Karina tentou se justificar, mas o avô a interrompeu.
"Você só tem 45 anos e já não consegue mais trabalho? Se for lavar louça em restaurante, você não morre de fome!"
"Pai," Karina protestou, "esses últimos anos, finalmente consegui não precisar fazer trabalho pesado, gastei dezenas de milhares de reais em clínicas de beleza para manter minha pele assim, não posso voltar à vida de antes."
O avô franziu a testa imediatamente.
"Nossa família nunca foi rica, você é uma mulher comum, por que gastar tanto dinheiro com isso?"
Karina tocou no coque perfeitamente arrumado. "E se minha alma gêmea demorar para chegar?"

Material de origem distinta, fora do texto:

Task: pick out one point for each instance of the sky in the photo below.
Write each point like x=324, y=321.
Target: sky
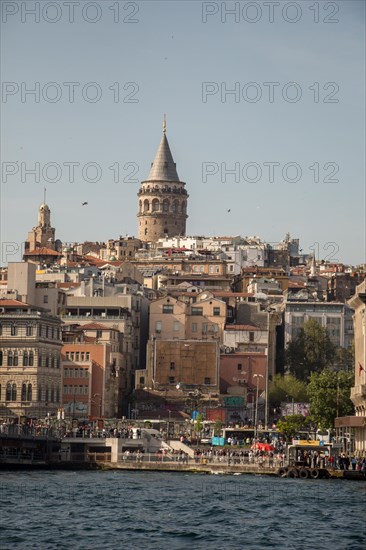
x=265, y=109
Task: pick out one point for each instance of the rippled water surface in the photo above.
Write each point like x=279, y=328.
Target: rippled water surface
x=156, y=510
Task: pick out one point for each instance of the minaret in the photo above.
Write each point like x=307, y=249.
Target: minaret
x=162, y=198
x=43, y=235
x=313, y=266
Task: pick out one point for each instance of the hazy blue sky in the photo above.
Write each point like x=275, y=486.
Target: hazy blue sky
x=157, y=56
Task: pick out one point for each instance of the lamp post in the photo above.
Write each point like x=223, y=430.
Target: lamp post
x=257, y=376
x=242, y=381
x=100, y=403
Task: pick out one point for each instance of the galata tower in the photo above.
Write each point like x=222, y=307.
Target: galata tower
x=162, y=198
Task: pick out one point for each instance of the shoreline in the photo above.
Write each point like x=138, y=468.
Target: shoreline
x=173, y=467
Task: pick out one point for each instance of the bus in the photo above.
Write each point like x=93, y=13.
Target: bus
x=243, y=436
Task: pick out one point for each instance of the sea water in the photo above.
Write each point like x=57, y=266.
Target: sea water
x=158, y=510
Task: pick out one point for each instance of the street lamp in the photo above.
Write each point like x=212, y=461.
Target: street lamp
x=242, y=381
x=100, y=403
x=257, y=376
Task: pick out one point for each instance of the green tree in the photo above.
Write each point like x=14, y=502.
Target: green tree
x=283, y=388
x=329, y=396
x=198, y=425
x=291, y=424
x=217, y=427
x=310, y=351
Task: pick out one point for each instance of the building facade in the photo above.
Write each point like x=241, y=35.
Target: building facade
x=30, y=360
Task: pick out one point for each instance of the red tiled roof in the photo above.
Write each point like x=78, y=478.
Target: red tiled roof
x=95, y=326
x=228, y=293
x=242, y=327
x=12, y=303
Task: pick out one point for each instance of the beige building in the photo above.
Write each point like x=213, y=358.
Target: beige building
x=94, y=373
x=356, y=425
x=162, y=208
x=188, y=364
x=200, y=317
x=30, y=366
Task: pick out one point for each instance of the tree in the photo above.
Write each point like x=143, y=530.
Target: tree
x=198, y=425
x=282, y=388
x=291, y=424
x=329, y=395
x=310, y=351
x=217, y=427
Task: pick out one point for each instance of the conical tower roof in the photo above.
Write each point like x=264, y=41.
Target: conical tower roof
x=163, y=168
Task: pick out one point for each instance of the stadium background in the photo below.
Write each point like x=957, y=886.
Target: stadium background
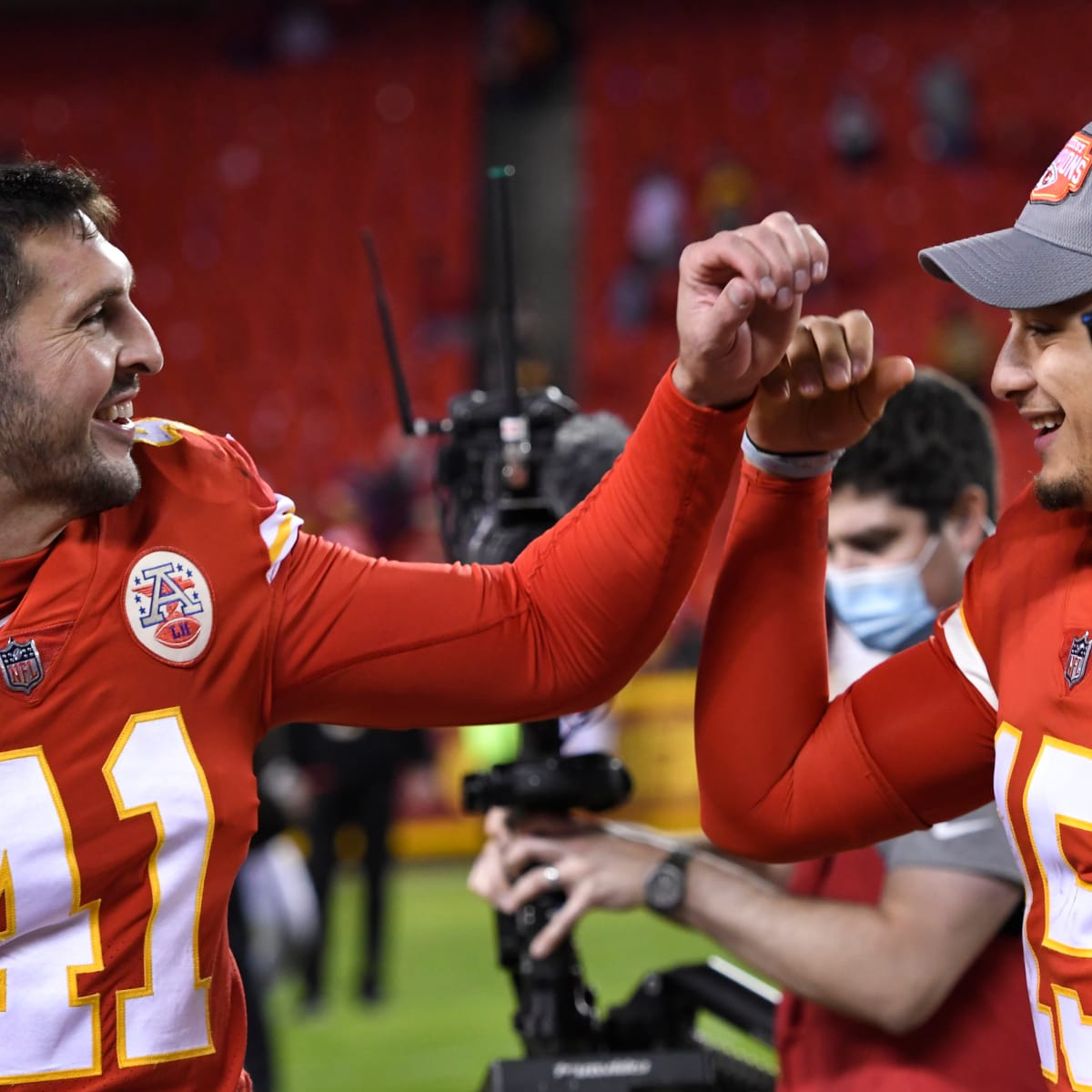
x=248, y=142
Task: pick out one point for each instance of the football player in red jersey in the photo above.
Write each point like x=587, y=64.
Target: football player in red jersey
x=902, y=964
x=994, y=703
x=159, y=609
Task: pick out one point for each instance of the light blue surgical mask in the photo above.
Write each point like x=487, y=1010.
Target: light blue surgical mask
x=884, y=606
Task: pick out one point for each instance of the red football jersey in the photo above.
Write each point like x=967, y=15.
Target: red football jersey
x=157, y=642
x=996, y=697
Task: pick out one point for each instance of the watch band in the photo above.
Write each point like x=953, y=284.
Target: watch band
x=665, y=887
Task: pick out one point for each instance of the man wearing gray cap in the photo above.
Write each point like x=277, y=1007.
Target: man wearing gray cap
x=994, y=703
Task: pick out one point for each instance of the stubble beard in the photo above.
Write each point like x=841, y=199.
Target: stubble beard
x=53, y=464
x=1070, y=491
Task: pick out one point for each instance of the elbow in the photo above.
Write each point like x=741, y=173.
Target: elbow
x=902, y=1011
x=742, y=836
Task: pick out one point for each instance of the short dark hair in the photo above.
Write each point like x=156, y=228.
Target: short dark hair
x=35, y=197
x=933, y=441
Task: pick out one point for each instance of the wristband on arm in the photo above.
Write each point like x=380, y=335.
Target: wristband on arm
x=803, y=465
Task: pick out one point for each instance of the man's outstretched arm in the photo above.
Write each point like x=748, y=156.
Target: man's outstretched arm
x=784, y=774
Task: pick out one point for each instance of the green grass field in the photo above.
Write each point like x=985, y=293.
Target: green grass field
x=448, y=1008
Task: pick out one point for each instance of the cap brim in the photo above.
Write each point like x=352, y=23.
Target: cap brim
x=1011, y=268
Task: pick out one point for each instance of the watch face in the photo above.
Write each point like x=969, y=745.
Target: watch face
x=664, y=890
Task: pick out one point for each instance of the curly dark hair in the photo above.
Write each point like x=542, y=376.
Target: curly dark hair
x=35, y=197
x=933, y=440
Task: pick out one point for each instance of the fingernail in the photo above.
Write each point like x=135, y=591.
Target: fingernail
x=738, y=294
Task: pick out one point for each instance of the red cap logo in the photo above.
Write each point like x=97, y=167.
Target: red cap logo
x=1068, y=172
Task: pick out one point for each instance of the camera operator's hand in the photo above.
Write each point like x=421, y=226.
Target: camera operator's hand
x=592, y=865
x=827, y=391
x=487, y=877
x=738, y=304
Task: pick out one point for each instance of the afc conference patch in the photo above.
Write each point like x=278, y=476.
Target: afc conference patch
x=1075, y=656
x=21, y=665
x=168, y=606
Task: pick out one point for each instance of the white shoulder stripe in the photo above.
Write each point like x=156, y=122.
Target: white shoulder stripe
x=279, y=531
x=966, y=656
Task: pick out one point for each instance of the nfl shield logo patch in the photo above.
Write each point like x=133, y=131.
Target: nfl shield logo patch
x=22, y=665
x=1076, y=661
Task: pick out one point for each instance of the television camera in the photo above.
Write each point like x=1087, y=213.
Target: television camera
x=500, y=454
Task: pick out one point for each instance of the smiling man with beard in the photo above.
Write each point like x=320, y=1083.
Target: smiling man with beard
x=161, y=609
x=997, y=702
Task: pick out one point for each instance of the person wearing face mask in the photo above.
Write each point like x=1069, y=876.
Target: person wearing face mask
x=901, y=965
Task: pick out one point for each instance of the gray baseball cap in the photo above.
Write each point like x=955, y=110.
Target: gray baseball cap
x=1046, y=257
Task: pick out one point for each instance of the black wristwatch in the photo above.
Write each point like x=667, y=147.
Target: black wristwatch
x=665, y=885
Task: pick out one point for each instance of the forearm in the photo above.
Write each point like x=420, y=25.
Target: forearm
x=782, y=775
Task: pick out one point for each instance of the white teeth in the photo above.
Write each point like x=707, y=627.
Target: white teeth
x=123, y=410
x=1046, y=424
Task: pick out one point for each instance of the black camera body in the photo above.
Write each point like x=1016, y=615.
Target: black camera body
x=489, y=474
x=498, y=448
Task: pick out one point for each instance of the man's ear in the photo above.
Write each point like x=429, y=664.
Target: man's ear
x=970, y=518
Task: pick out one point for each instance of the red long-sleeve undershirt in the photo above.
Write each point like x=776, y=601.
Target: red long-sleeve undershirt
x=784, y=773
x=360, y=640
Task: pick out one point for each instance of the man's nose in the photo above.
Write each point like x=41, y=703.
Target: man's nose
x=1013, y=371
x=141, y=349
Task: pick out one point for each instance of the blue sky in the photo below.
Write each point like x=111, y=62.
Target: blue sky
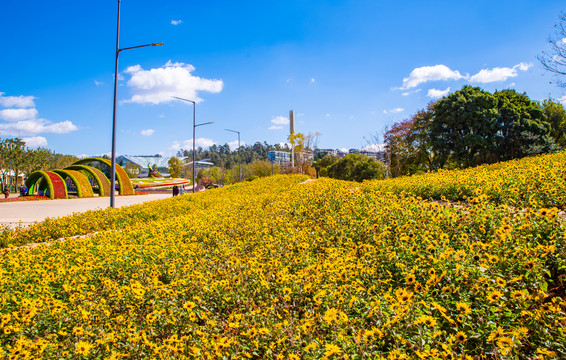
x=349, y=69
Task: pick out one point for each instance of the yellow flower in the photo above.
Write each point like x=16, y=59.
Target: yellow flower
x=461, y=337
x=331, y=349
x=494, y=296
x=83, y=348
x=464, y=308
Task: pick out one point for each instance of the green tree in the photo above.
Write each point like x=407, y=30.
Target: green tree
x=355, y=167
x=322, y=165
x=14, y=152
x=523, y=129
x=408, y=147
x=556, y=117
x=36, y=159
x=262, y=168
x=464, y=127
x=175, y=167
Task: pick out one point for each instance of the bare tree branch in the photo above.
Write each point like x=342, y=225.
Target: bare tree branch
x=554, y=60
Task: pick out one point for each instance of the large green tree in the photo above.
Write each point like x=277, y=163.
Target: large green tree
x=175, y=167
x=408, y=148
x=556, y=117
x=523, y=129
x=472, y=126
x=355, y=167
x=464, y=128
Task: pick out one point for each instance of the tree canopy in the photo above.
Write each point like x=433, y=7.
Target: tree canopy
x=355, y=167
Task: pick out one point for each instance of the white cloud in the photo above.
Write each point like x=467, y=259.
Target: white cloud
x=280, y=120
x=36, y=126
x=393, y=111
x=437, y=94
x=234, y=144
x=407, y=93
x=430, y=73
x=17, y=114
x=16, y=101
x=498, y=73
x=374, y=147
x=35, y=141
x=159, y=85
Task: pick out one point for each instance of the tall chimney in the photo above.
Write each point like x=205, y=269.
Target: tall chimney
x=292, y=121
x=292, y=131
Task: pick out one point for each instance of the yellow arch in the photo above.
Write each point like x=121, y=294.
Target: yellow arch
x=84, y=189
x=124, y=182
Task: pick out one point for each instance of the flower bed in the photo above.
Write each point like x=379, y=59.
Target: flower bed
x=538, y=181
x=24, y=198
x=278, y=269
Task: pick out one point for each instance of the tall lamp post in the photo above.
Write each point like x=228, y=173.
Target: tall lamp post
x=194, y=131
x=239, y=158
x=118, y=50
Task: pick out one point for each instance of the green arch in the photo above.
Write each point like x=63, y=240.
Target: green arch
x=81, y=182
x=99, y=177
x=126, y=187
x=55, y=192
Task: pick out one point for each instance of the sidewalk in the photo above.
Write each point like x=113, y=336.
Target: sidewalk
x=28, y=212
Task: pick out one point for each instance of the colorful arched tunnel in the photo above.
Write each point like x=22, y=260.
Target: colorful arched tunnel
x=85, y=178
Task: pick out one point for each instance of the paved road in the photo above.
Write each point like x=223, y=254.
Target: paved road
x=28, y=212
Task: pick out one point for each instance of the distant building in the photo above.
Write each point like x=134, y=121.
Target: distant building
x=376, y=152
x=324, y=152
x=144, y=162
x=305, y=156
x=279, y=157
x=200, y=164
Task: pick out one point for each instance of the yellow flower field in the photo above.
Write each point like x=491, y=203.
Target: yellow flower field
x=538, y=181
x=280, y=269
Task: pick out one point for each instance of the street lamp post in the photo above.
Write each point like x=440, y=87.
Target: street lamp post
x=118, y=50
x=194, y=131
x=239, y=158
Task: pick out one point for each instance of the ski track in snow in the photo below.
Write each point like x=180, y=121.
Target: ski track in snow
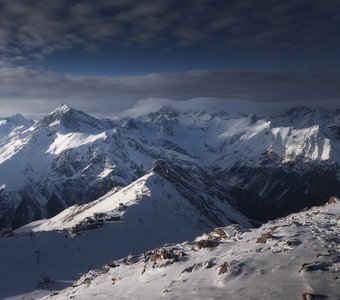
x=302, y=256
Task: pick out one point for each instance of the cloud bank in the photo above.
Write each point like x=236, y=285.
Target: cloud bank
x=32, y=29
x=34, y=93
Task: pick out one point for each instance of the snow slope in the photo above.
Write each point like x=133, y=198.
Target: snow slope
x=296, y=257
x=154, y=213
x=70, y=158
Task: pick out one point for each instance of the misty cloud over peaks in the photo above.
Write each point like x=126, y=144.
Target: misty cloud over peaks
x=34, y=28
x=34, y=93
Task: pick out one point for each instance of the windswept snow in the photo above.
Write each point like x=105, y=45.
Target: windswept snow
x=296, y=257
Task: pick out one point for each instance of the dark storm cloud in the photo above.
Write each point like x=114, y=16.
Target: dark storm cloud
x=35, y=28
x=39, y=93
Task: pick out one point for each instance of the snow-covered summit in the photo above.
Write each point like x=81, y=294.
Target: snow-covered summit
x=296, y=257
x=69, y=157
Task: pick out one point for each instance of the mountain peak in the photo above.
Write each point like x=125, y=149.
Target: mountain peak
x=61, y=109
x=67, y=118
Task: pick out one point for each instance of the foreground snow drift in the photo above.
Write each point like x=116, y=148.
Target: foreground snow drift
x=297, y=257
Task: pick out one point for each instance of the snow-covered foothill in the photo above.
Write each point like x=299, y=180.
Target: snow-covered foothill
x=296, y=257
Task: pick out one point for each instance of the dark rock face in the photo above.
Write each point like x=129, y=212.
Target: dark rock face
x=250, y=168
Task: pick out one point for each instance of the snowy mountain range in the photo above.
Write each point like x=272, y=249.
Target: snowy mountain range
x=263, y=167
x=167, y=204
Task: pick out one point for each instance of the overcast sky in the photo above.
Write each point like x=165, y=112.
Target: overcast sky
x=109, y=56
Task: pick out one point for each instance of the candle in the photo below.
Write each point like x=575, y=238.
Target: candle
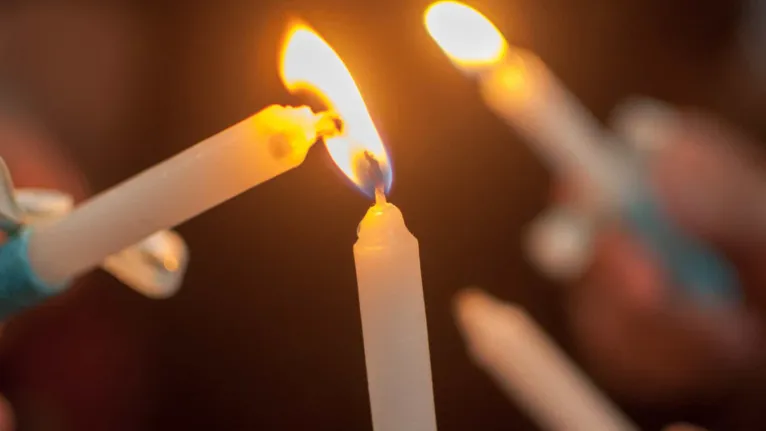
x=154, y=267
x=519, y=88
x=529, y=367
x=393, y=322
x=219, y=168
x=386, y=254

O avô levou a mão ao peito.
Celina logo tentou acalmá-lo: "Vovô, Dona Marques está só brincando, não leve a sério."
"Celina, eu estou..."
Karina tentou afirmar que estava falando sério, mas o olhar severo de Celina a fez engolir as palavras.
O avô segurou a mão de Celina.
"Se não fosse porque Antônio partiu tão cedo, o peso da Família Marques nunca teria caído sobre você. Menina, nós nunca cuidamos de você esperando algo em troca. Não coloque seu futuro a perder por uma casa que não é sua, cof... cof..."
Celina notou os lábios arroxeados do avô, sabia que ele estava tendo outra crise, e correu para lhe dar o remédio.
"Papai, pare de bancar o orgulhoso. Essa casa vai ser desapropriada em breve, e a indenização é só cinco mil reais. Se Celina sair da Família Tavares, quem vai comprar uma casa para a gente morar?"
O avô recuperou o fôlego e lançou um olhar furioso para ela.